The new emerging NLE for GNU/Linux
State Final
Date 2008-08-16
Proposed by Ichthyostega

High-level model in the Steam-Layer

The purpose of this DesignProcess entry is to collect together informations regarding the design and structure of the high-level model of Lumiera’s Steam-Layer. Most of the information presented here is already written down somewhere, in the Development TiddlyWiki and in source code comments. This summer, we had quite some discussions regarding meta-clips, a container concept and the arrangement of tracks, which further helped to shape the model as presented here.

While the low-level model holds the data used for carrying out the actual media data processing (=rendering), the high-level model is what the user works upon when performing edit operations through the GUI (or script driven in "headless"). Its building blocks and combination rules determine largely what structures can be created within the Session. On the whole, it is a collection of media objects stuck together and arranged by placements.

Basically, the structure of the high-level model is is a very open and flexible one — every valid connection of the underlying object types is allowed — but the transformation into a low-level node network for rendering follows certain patterns and only takes into account any objects reachable while processing the session data in accordance to these patterns. Taking into account the parameters and the structure of these objects visited when building, the low-level render node network is configured in detail.

The fundamental metaphor or structural pattern is to create processing pipes, which are a linear chain of data processing modules, starting from an source port and providing an exit point. Pipes are a concept or pattern, they don’t exist as objects. Each pipe has an input side and an output side and is in itself something like a Bus treating a single media stream (but this stream may still have an internal structure, e.g. several channels related to a spatial audio system). Other processing entities like effects and transitions can be placed (attached) at the pipe, resulting them to be appended to form this chain. Optionally, there may be a wiring plug, requesting the exit point to be connected to another pipe. When omitted, the wiring will be figured out automatically. Thus, when making an connection to a pipe, output data will be sent to the source port (input side) of the pipe, wheras when making a connection from a pipe, data from it’s exit point will be routed to the destination. Incidentally, the low-level model and the render engine employ pull-based processing, but this is rather of no relevance for the high-level model.


Normally, pipes are limited to a strictly linear chain of data processors ("effects") working on a single data stream type, and consequently there is a single exit point which may be wired to an destination. As an exception to this rule, you may insert wire tap nodes (probe points), which explicitly may send data to an arbitrary input port; they are never wired automatically. It is possible to create cyclic connections by such arbitrary wiring, which will be detected by the builder and flagged as an error.

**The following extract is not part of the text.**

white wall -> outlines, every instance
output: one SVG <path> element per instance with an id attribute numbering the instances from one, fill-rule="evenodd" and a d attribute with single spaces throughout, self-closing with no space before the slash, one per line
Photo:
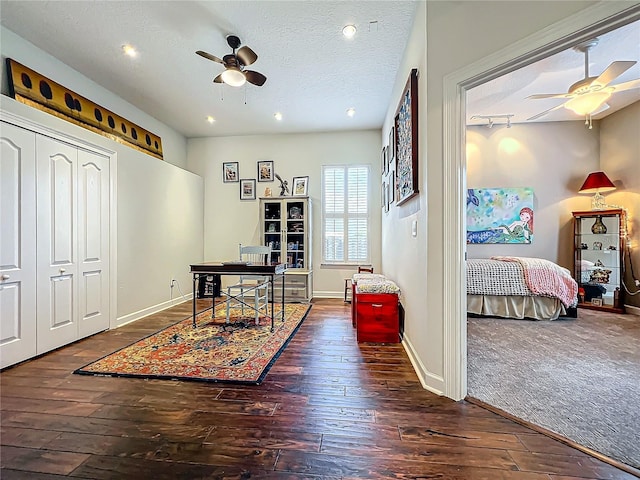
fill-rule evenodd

While pipes have a rather rigid and limited structure, it is allowed to make several connections to and from any pipe — even connections requiring an stream type conversion. It is not even necessary to specify 'any' output destination, because then the wiring will be figured out automatically by searching the context and finally using some general rule. Connecting multiple outputs to the input of another pipe automatically creates a mixing step (which optionally can be controlled by a fader). Several pipes may be joined together by a transition, which in the general case simultaneously treats N media streams. Of course, the most common case is to combine two streams into one output, thereby also mixing them. Most available transition plugins belong to this category, but, as said, the model isn’t limited to this simple case, and moreover it is possible to attach several overlapping transitions covering the same time interval.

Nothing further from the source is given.